Jean E. Small

[Age 96] Pharmacy co-owner volunteered at hospital, Meals on Wheels.

March 08, 2007|By Jacques Kelly | Jacques Kelly,sun reporter

Jean E. Small, who co-owned and ran a Lexington Street pharmacy and was later honored for thousands of volunteer hours at Sinai Hospital and Meals on Wheels, died of Monday of complications from old age at Levindale Hebrew Convalescent Home. The Village of Cross Keys resident was 96.

Born Esther Jeanette "Jean" Taylor in Baltimore, she attended city public schools and began working alongside her father at his Gay Street furniture business. She joined the Miriam Lodge and United Order of True Sisters, a Jewish charity organization, and delivered food baskets on the High Holy Days to the needy.

In 1929, she married Irving Smulwitz, a pharmacist with whom she ran a neighborhood drugstore at Lexington and Arch streets until the late 1970s. The family changed its name to Small.

"She never sat still," said her daughter, Leatrice Gaine of Baltimore. "She was like perpetual motion in everything she did, if it was selling, knitting, packing food or helping her neighbors."

Her daughter recalled that her mother made some of the beauty products sold at the store, including a hair treatment called Simm's Pomade, blending lanolin, sulfur, sage olive oil and oil of bergamot. She also made Easter baskets sold at the store.

On Saturdays, Mrs. Small would send her two children to the Hippodrome with their lunch and dinner so she could devote her attention to the business. The children watched the shows until midnight, when they walked home as their parents were closing the drugstore.

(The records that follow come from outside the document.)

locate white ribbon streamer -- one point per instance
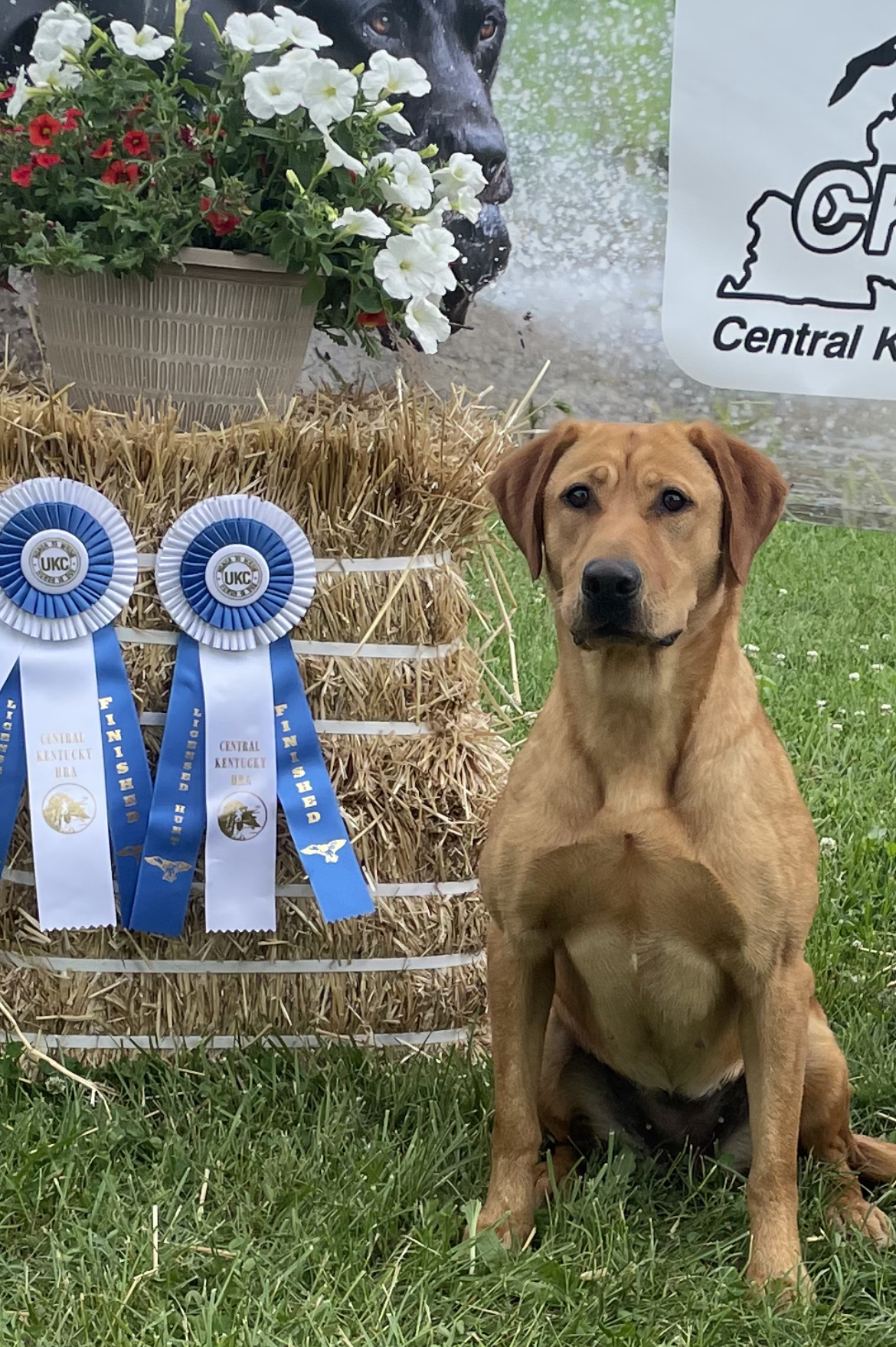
(240, 788)
(67, 784)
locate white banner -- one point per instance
(780, 267)
(240, 765)
(67, 784)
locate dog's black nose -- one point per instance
(610, 585)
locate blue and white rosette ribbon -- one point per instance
(67, 566)
(237, 574)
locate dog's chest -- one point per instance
(642, 965)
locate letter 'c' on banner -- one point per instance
(67, 721)
(237, 574)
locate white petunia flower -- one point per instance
(252, 33)
(363, 223)
(441, 246)
(392, 74)
(147, 44)
(67, 12)
(57, 39)
(340, 158)
(427, 322)
(329, 93)
(19, 95)
(273, 90)
(411, 184)
(303, 33)
(404, 268)
(394, 120)
(459, 184)
(54, 74)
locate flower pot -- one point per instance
(214, 333)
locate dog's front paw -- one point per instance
(514, 1229)
(783, 1287)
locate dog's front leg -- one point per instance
(521, 981)
(773, 1032)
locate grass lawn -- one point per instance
(333, 1185)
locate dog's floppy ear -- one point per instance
(519, 484)
(754, 491)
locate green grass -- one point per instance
(337, 1182)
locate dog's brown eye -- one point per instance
(674, 502)
(578, 496)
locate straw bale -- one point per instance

Mrs. Small remained active in True Sisters and Miriam Lodge for 75 years. About 45 years ago, she joined a Sinai Hospital volunteer program and ran the hospital's flower shop. She also knitted thousands of caps for newborns during her 25,000 hours of service.

"If I knew I could do any good for people, that's what I'm here for," she told a Baltimore Jewish Times writer in 2005. "At the end of the day, I want to know I've done something good."

Her daughter said Mrs. Small was an early riser and left a lunch -- usually a sandwich, cookies or fruit -- for the morning paper deliverer. After she read the paper, she distributed its sections to her apartment building neighbors, deciding which one should get sports, financial, news or features.

Mrs. Small made numerous table arrangements for her charity groups and decorated sukkahs with fall fruits and vegetables for the observation of the Jewish holiday of Sukkot at Baltimore Hebrew Congregation and at Sinai. She also walked several miles a day until late last year -- in part to keep up the use of a leg that had been operated on 49 years ago for cancer.

She was also a daily kosher food packer and router for Meals on Wheels of Central Maryland. She received its 2006 Ernestine McCollum Award in recognition of more than 39 years of "exemplary dedication" and "the extraordinary amount of time and energy" she devoted to the food program.

Services will be held at 10 a.m. today at Sol Levinson & Bros., 8900 Reisterstown Road, Pikesville.

In addition to her daughter, survivors include five grandchildren and eight great-grandchildren. Her husband died in 1979. A son, Dr. Marvin M. Small, died in 2001. Her companion of 26 years, Dr. Max Ansell, died in 2006.